After a day and a morning of lobbying mostly elusive or noncommittal congressmen, the group was joined in the Capitol building by its most prominent allies: Senate Majority Leader Harry Reid, D-Nev., and House Minority Leader Nancy Pelosi, D-Calif.; Connecticut Democratic Sens. Richard Blumenthal and Chris Murphy; Murphy's successor, Rep. Elizabeth Esty, D-5th District, whose district includes Newtown; and Rep. Mike Thompson, D-Calif., who co-authored the House version of the background checks bill that foundered two months ago in the Senate.
They were also joined by Connecticut Congressman Joe Courtney, D-2nd District, Rep. Sheila Jackson Lee, D-Texas, Rep. Elijah Cummings, D-Md., and Rep. Ron Barber, D-Ariz., who was shot along with former Rep. Gabrielle Giffords in Tucson in 2011.
It was a nearly hourlong offering of vows never to give up, often punctuated by members of the group wiping away tears. At one point, Pelosi stepped forward to the front row to embrace Teresa Rousseau, whose daughter Lauren Rousseau was one of the teachers killed at Sandy Hook, and stepped back to hold Rousseau's face in her hands.
Reid, who mentioned his father's suicide with a pistol, said legislation that requires background checks for all gun purchases — and not a "watered-down version," he said — is inevitable.
"The writing is on the wall," he said. "Background checks will pass the United States Senate. It's only a question of when."

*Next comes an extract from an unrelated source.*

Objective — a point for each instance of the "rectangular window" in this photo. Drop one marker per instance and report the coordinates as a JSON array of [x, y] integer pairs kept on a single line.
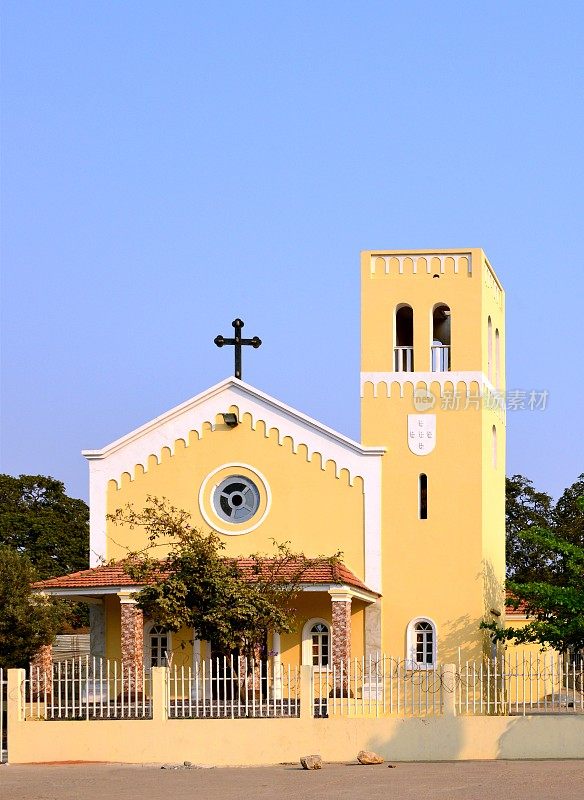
[[423, 496]]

Reid promised that efforts to resurrect the legislation that failed in April are getting "close," and that there are Republicans who are privately coming around to offering their support.
Blumenthal thanked the families of Newtown for reliving their grief in the name of advancing their cause, and urged all congressmen — particularly members of the Senate — to meet with them.
"Some of them have closed their doors or turned their backs," he said, chastising his colleagues.
Blumenthal and the others reiterated several times the polls that say 90 percent of Americans agree with background checks, and he added that it is groups like the Newtown Action Alliance that will "turn the tide and carry the day."
"We don't need converts among the American people," he said. "We need converts in Congress. We need activists among the American people."
Murphy vehemently carried on with Blumenthal's anger at their colleagues and said the reason this legislation will get a second chance is because of the "indomitable spirit" of the families of Newtown who have "refused to take no for an answer."
"It is absolutely unconscionable that there are members of the Senate and members of the House who will not meet with these families. Have the guts to take a meeting. Have the courage to look these families in the eye and tell them 'no' personally," he said. "Because if you take the meeting, if you hear their story, and if you hear their plea, then there will be something unlocked in your heart that will get you the 'yes.'"
By the time the group got back outside, heartened by the show of support, the clouds had passed. In full view of the Capitol building, along with dozens and dozens of other activists clad in matching green T-shirts, they formed a "ribbon of remembrance," recreating at human scale the tiny pins many had donned on their lapels.
All at once, they raised their hands in the air, waving at the cameras snapping photos and, yards away, up the steps, behind the stone walls and in the comfort of their offices, their elected officials.
Before returning to Connecticut to be at home today, the day that means six months have officially passed with no move from Congress, the Newtown Action Alliance would spend the rest of the afternoon on the same frustrating path, often being shut out and shuffled off.
But this is the work they'd come to do, and so they would do it. It's all about those few minutes of face time, Murray said, no matter the face, to try to turn some hearts.